The summer heat is ON in northwest Georgia! It’s time for hammock camping.
Two weekends ago myself & two other friends met at Red Top Mountain State park camp grounds to do an over nighter.
We wound up with a nice spot. On top of a small hill right next to the lake in a cove. After setting up – we proceeded to be lazy and watch boats on the lake. I did a little swimming.
A few hours after we were there it was evident some storms were coming right at us. We gathered stuff laying around on the picnic table. I threw any clothes in my hammock & pack under tarp.
The winds came in very strong. Once the lightning started we got into my friends car. We were able to watch our camp site from the car that was about 50yards away.

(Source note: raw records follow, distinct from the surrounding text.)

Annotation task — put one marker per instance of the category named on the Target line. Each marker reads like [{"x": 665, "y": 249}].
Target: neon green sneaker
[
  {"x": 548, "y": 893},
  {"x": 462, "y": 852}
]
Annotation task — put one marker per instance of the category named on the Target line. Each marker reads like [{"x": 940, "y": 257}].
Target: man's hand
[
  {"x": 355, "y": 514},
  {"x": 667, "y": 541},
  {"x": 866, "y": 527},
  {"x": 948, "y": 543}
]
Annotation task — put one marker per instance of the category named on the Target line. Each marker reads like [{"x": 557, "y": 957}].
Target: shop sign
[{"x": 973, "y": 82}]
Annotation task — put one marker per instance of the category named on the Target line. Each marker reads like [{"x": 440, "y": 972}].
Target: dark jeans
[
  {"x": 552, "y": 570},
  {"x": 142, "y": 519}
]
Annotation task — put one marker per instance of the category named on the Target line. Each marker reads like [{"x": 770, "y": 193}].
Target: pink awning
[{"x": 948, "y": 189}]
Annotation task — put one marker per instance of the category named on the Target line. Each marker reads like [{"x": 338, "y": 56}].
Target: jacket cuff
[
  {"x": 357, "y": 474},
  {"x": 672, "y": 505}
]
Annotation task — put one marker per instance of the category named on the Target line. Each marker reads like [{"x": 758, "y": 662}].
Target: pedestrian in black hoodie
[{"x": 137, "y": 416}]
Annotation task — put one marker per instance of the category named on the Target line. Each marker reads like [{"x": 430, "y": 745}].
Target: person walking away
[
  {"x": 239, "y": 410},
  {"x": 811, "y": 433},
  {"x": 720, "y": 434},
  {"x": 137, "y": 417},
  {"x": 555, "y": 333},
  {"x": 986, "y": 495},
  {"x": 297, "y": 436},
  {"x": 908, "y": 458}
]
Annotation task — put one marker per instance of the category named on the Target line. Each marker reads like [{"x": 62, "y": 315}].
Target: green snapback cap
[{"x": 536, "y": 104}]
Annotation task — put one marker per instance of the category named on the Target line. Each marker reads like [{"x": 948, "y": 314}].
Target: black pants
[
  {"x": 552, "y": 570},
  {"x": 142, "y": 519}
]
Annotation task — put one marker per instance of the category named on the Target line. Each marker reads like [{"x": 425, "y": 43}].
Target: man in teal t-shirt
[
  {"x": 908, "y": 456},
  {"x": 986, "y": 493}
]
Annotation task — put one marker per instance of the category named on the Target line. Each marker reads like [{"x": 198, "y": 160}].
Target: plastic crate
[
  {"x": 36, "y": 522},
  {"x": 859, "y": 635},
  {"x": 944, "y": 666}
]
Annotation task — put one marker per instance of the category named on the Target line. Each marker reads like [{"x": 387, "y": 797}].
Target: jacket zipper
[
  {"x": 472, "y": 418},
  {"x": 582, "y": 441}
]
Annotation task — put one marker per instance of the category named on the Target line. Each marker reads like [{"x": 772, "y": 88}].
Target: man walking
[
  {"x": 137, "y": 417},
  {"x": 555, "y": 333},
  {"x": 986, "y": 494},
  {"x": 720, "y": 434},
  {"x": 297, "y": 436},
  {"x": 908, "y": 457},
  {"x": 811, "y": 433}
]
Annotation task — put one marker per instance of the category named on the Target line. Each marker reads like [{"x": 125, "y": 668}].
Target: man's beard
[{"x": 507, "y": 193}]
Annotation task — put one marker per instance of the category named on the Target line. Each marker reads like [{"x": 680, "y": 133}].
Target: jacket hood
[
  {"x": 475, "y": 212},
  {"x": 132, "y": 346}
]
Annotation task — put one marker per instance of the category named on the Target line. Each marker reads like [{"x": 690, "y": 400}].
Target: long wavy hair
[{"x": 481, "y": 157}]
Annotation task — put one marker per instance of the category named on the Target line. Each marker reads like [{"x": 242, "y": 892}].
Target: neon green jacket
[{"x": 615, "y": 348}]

We decided to take a ride to the store till the storm slowed down. My tarp was getting it hard from the winds & rain. I wasn’t sure if when I returned I’d find my gear in the lake or ripped to shreds.
When we got back to the camp site I looked over at my hammock & it was still there. The tarp was drooping closer to the hammock. As I got closer I noticed the stakes & lines were still holding and when I looked under the tarp – the hammock & everything in it was dry! Needless to say I was a happy camper! :)
This is the first time this gear had taken on these strong winds & that much rain in a short time.
The setup included;
- Warbonnet Outdoors Superfly tarp with built in doors
- Zing-it guy lines
- titanium stakes
- Dutchware tarp flyz attaching tarp ridgeline at each end.
The above is what took the most beating and protected my gear. If it wasn’t for the strength of the Ducth Flyz holding the ridge lines & quality of the Superfly tarp – I’m convinced I would not have had good results in keeping my other gear dry.
- Under the hood was a Warbonnet Blackbird DL
- DIY hammock sock I used for a UQ
- DIY 7oz down sewn through TQ
- Pillow = rain jacket
The attached picture I took with my cell phone after the storms.
Overall I was very pleased with the performance & strength of this gear!